Security researchers, meanwhile, are poking at the agent’s isolation model. The agent runs in a separate Windows container with no access to the file system or other apps, but they worry about prompt injection via malicious web pages. Microsoft says it has fine-tuned the model to ignore embedded instructions that try to override user prompts, using a technique it calls “instruction hierarchy clamping.” This is an area to watch.
What Comes Next
The May 13 release is only the beginning of a six-month rollout labelled “Wave 1” internally. Wave 2, expected with the Windows 12 24H2 update in October, will bring cross-app agentic workflows—imagine Copilot pulling data from Excel, cross-referencing it in Edge, and then drafting a PowerPoint slide, all with one natural-language command. Microsoft is also working on “shared memory” for Microsoft 365 Copilot, allowing the Edge assistant to tap into your work graph seamlessly.
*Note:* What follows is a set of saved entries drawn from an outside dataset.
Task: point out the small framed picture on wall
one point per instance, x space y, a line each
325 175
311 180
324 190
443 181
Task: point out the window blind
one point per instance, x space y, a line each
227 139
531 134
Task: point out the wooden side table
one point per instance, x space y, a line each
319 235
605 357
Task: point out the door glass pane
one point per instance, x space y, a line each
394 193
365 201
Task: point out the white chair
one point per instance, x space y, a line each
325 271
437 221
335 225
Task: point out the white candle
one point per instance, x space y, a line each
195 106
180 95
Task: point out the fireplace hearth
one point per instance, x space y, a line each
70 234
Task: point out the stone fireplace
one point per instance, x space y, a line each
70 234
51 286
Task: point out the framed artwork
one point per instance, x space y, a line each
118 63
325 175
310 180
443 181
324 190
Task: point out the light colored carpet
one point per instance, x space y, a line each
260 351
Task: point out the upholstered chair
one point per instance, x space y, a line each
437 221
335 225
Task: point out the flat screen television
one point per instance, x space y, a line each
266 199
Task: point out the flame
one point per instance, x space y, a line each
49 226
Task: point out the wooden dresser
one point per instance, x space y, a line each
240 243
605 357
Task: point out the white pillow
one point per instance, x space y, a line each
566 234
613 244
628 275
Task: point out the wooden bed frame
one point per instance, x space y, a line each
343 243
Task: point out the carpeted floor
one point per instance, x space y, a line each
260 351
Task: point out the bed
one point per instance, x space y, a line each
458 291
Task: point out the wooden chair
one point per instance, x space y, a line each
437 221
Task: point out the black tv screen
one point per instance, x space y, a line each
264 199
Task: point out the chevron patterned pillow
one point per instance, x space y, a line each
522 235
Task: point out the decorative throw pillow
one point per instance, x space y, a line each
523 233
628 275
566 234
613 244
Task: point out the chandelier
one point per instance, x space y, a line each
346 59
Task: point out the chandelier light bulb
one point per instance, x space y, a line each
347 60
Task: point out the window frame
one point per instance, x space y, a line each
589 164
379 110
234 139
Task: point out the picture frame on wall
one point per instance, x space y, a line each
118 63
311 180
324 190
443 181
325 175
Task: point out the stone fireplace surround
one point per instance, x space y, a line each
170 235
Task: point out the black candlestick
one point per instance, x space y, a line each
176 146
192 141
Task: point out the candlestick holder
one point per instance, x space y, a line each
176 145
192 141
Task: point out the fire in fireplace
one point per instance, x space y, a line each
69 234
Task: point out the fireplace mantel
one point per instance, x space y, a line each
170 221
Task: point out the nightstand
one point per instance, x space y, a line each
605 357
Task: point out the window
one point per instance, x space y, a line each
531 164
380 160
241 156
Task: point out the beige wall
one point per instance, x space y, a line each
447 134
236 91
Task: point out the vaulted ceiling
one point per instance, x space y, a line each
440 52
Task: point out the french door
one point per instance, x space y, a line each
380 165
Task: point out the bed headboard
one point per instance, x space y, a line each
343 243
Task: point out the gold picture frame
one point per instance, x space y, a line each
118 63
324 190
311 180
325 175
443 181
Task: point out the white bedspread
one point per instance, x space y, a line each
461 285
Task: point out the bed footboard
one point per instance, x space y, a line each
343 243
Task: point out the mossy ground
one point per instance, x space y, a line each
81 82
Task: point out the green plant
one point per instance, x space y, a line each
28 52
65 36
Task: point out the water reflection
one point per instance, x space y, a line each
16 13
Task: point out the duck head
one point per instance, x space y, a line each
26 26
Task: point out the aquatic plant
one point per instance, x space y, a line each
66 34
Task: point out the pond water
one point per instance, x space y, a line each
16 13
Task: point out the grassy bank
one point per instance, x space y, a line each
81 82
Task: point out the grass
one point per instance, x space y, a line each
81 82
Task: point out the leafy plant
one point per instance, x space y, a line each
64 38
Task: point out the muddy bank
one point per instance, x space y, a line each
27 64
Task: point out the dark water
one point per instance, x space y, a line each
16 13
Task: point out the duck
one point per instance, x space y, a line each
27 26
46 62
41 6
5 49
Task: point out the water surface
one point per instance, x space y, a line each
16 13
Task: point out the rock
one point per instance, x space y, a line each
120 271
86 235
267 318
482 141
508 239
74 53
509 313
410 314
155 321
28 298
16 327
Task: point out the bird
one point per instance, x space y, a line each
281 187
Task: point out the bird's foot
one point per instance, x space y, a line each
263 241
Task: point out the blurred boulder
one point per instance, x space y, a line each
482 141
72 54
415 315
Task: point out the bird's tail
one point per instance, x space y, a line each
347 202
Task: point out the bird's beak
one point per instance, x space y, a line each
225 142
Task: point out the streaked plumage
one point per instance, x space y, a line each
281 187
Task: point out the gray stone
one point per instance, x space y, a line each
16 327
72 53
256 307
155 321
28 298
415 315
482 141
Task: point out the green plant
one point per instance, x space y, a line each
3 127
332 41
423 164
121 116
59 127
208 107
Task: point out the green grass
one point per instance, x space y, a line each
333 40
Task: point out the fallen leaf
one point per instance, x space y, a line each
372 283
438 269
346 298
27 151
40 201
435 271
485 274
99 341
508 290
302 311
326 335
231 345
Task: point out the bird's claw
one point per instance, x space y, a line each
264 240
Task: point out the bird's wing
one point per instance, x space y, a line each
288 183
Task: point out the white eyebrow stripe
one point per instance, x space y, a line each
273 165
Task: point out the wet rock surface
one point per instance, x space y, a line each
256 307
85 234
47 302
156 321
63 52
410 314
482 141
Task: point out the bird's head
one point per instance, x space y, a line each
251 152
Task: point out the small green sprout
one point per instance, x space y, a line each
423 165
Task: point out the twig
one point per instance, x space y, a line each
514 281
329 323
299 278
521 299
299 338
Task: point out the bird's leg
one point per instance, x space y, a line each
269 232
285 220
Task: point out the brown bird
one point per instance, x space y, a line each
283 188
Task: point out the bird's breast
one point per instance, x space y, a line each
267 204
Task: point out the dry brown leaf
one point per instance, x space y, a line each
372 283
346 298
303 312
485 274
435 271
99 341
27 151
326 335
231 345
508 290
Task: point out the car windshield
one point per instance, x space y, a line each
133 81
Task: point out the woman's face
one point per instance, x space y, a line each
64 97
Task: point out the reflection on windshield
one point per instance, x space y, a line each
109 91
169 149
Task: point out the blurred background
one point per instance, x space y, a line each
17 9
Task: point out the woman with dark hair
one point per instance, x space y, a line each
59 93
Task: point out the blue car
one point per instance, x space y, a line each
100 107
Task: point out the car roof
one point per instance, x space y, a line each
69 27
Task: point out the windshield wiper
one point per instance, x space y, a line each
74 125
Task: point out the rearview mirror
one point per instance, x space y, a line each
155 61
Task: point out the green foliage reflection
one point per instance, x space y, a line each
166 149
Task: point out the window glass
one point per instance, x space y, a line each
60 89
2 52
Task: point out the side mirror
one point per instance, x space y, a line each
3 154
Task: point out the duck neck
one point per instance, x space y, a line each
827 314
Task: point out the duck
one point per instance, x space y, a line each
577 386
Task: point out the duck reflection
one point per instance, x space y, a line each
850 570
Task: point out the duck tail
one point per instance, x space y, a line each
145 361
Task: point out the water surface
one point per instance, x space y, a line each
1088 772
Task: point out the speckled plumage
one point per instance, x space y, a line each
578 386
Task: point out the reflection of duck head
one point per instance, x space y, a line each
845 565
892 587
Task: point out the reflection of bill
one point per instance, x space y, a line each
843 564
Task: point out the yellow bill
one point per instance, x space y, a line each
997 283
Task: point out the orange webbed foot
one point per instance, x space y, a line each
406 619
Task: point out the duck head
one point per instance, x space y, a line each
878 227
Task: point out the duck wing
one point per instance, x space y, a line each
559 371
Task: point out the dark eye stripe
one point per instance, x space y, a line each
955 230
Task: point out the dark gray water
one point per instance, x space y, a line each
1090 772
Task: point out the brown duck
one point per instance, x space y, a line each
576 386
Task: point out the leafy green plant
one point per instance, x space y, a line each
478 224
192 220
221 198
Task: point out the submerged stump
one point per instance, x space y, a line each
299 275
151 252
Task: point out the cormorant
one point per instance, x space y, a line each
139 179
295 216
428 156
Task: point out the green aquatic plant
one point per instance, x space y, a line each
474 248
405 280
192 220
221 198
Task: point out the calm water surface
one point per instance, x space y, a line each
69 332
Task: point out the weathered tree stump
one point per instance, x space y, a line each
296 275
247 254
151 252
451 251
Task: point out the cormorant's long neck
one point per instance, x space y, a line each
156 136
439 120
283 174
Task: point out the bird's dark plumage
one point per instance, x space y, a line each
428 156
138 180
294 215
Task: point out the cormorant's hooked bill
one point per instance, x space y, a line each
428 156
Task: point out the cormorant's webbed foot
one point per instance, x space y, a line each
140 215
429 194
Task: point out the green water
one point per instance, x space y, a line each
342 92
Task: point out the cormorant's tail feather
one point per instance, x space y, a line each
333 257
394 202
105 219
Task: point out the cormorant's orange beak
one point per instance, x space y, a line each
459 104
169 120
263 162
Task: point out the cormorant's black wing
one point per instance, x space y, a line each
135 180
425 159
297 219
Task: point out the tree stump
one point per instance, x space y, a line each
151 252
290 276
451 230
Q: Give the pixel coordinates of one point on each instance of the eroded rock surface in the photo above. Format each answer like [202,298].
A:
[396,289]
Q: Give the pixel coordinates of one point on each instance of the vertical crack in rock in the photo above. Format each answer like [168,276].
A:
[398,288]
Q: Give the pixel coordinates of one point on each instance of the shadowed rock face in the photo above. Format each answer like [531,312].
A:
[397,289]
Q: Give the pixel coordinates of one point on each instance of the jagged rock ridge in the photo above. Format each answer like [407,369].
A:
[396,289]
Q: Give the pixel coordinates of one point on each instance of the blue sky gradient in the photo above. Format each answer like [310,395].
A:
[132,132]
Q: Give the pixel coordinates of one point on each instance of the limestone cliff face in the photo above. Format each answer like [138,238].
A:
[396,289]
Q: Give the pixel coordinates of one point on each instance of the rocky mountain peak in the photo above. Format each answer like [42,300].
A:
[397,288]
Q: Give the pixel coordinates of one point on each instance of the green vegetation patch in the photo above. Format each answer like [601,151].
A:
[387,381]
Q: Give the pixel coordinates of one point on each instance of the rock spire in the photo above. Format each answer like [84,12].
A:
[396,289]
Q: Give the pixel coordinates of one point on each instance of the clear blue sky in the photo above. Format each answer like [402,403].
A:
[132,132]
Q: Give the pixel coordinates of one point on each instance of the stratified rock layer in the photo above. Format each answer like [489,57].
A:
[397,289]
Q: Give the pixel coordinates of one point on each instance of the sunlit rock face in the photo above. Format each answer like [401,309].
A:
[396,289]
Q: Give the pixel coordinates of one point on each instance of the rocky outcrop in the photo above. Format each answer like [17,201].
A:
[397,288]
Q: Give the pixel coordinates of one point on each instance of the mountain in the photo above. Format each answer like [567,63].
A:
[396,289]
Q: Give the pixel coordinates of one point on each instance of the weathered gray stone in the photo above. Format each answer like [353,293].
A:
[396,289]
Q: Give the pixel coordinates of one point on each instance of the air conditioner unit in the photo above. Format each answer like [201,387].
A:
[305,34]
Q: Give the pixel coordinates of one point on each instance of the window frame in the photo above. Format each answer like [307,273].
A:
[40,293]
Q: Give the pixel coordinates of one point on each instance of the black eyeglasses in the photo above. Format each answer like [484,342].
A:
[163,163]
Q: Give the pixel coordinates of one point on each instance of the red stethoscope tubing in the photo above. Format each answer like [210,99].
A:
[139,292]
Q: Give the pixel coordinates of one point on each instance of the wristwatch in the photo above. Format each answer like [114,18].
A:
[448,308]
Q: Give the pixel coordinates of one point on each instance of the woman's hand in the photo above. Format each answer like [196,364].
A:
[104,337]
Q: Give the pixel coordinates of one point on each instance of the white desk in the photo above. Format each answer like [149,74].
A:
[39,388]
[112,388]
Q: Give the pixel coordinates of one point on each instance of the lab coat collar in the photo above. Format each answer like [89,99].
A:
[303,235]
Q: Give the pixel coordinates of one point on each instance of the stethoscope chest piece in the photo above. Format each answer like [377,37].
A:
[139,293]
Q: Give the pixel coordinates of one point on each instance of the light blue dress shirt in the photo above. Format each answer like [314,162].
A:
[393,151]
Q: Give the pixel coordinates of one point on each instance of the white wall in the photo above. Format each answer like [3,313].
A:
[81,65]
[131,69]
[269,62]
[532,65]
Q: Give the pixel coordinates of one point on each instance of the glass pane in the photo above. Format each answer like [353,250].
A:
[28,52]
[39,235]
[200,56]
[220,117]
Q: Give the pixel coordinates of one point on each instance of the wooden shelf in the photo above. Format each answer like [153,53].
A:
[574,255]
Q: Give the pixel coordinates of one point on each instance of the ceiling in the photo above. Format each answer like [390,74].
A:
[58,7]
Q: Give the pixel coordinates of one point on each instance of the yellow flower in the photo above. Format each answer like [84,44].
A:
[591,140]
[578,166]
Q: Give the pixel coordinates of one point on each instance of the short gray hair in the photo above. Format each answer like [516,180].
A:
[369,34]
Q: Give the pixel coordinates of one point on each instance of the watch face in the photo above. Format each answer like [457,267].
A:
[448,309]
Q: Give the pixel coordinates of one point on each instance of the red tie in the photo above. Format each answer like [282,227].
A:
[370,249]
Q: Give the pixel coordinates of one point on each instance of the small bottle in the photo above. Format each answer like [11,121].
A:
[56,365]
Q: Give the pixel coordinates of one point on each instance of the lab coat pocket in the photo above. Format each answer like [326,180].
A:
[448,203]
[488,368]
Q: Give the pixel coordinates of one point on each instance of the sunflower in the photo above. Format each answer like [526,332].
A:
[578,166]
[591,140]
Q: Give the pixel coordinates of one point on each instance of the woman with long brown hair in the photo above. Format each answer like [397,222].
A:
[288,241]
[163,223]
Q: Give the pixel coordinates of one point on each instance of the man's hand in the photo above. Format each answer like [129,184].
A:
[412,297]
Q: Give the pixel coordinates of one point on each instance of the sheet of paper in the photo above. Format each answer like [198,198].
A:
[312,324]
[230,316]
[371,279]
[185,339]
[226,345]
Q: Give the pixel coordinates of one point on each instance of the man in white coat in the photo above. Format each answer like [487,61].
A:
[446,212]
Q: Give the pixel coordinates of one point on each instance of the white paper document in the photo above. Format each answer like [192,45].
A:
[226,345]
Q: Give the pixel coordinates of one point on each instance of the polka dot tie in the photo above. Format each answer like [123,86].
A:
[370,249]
Competition is heating up. Google’s Gemini in Chrome already offers tab awareness, but it lacks autonomous agents. Arc Browser’s “Browse for Me” is agentic but limited to pre-defined tasks. Microsoft’s bet is that combining memory, tab context, and agents in the world’s second-most-used desktop browser will tip the scale. For the 230 million daily Edge users, Copilot just became a lot harder to ignore.